Next week, the Supreme Court will hear oral arguments in the case brought by anti-abortion activists seeking to restrict the availability of mifepristone, the first of the two pills taken in a medication abortion.
The basis of the arguments against the pill rests on myriad falsehoods, which have already been disproven: Contrary to anti-abortion activists’ claims, more than 100 studies have shown that medication abortion—which accounts for more than half of all abortions nationwide, according to the Guttmacher Institute—is safe and effective. That includes a study published in February in the journal Nature Medicine that found medication abortion is just as safe when it’s prescribed virtually as it is in person, as I reported at the time.

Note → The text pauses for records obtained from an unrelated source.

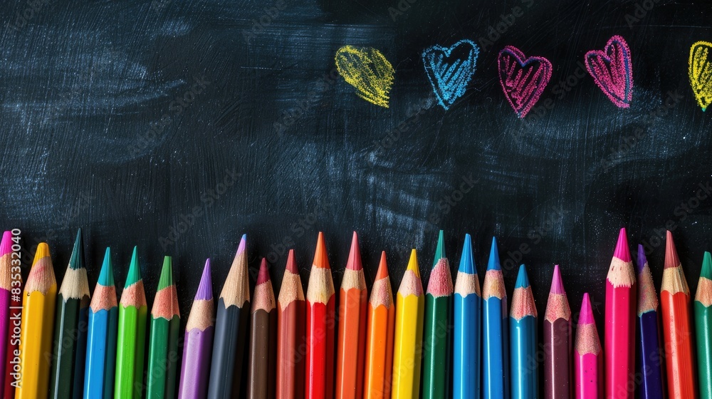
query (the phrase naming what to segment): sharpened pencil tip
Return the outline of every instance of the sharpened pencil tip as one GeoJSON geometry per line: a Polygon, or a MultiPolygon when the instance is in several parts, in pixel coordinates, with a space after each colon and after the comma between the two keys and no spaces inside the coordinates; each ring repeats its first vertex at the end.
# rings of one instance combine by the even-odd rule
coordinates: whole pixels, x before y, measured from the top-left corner
{"type": "Polygon", "coordinates": [[[260,272],[257,274],[257,284],[261,284],[269,281],[269,268],[267,266],[267,259],[262,258],[262,261],[260,262],[260,272]]]}
{"type": "Polygon", "coordinates": [[[210,259],[205,261],[203,268],[203,275],[200,277],[200,284],[198,285],[198,292],[195,293],[196,299],[208,301],[213,299],[213,281],[210,276],[210,259]]]}
{"type": "Polygon", "coordinates": [[[487,264],[487,270],[501,270],[499,264],[499,252],[497,249],[497,238],[492,237],[492,248],[490,249],[490,259],[487,264]]]}
{"type": "Polygon", "coordinates": [[[358,246],[358,236],[356,232],[351,238],[351,251],[349,252],[349,260],[346,262],[346,269],[351,270],[362,270],[363,264],[361,263],[361,249],[358,246]]]}
{"type": "Polygon", "coordinates": [[[675,249],[675,242],[672,239],[672,233],[668,230],[665,237],[665,269],[680,266],[680,258],[677,256],[677,249],[675,249]]]}
{"type": "Polygon", "coordinates": [[[329,259],[326,254],[326,243],[324,240],[324,233],[321,232],[319,232],[319,237],[316,240],[316,250],[314,252],[314,262],[312,264],[314,267],[331,269],[329,266],[329,259]]]}
{"type": "Polygon", "coordinates": [[[460,256],[460,266],[458,271],[467,274],[476,274],[475,261],[472,257],[472,238],[465,234],[465,242],[462,244],[462,255],[460,256]]]}
{"type": "Polygon", "coordinates": [[[527,288],[529,286],[529,276],[527,275],[527,268],[523,264],[519,266],[519,274],[517,275],[517,284],[514,288],[527,288]]]}
{"type": "Polygon", "coordinates": [[[628,237],[625,233],[625,227],[621,229],[618,234],[618,242],[616,243],[616,251],[613,256],[624,261],[630,261],[630,249],[628,247],[628,237]]]}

But there’s another, lesser-reported piece of misinformation that anti-abortion activists are peddling before the high court. They’re alleging that the availability of telehealth abortions—in which providers prescribe the pills by phone or video call and then mail them to patients—harms people experiencing intimate partner violence by enabling abusers to force people to have abortions. This could potentially impact how the Supreme Court rules on whether the FDA acted improperly in 2016 and 2021, when the agency relaxed some rules around how mifepristone can be prescribed—including allowing it to be prescribed virtually and sent by mail. Versions of this narrative—that telehealth abortion facilitates abuse—are present within 9 of the more than 80 “friend of the court” briefs (which also include arguments for preserving mifepristone) filed in the case, according to my review. These briefs are essentially statements of interest from parties—individuals or organizations—who are not part of the court case but are seeking to influence the court’s decision.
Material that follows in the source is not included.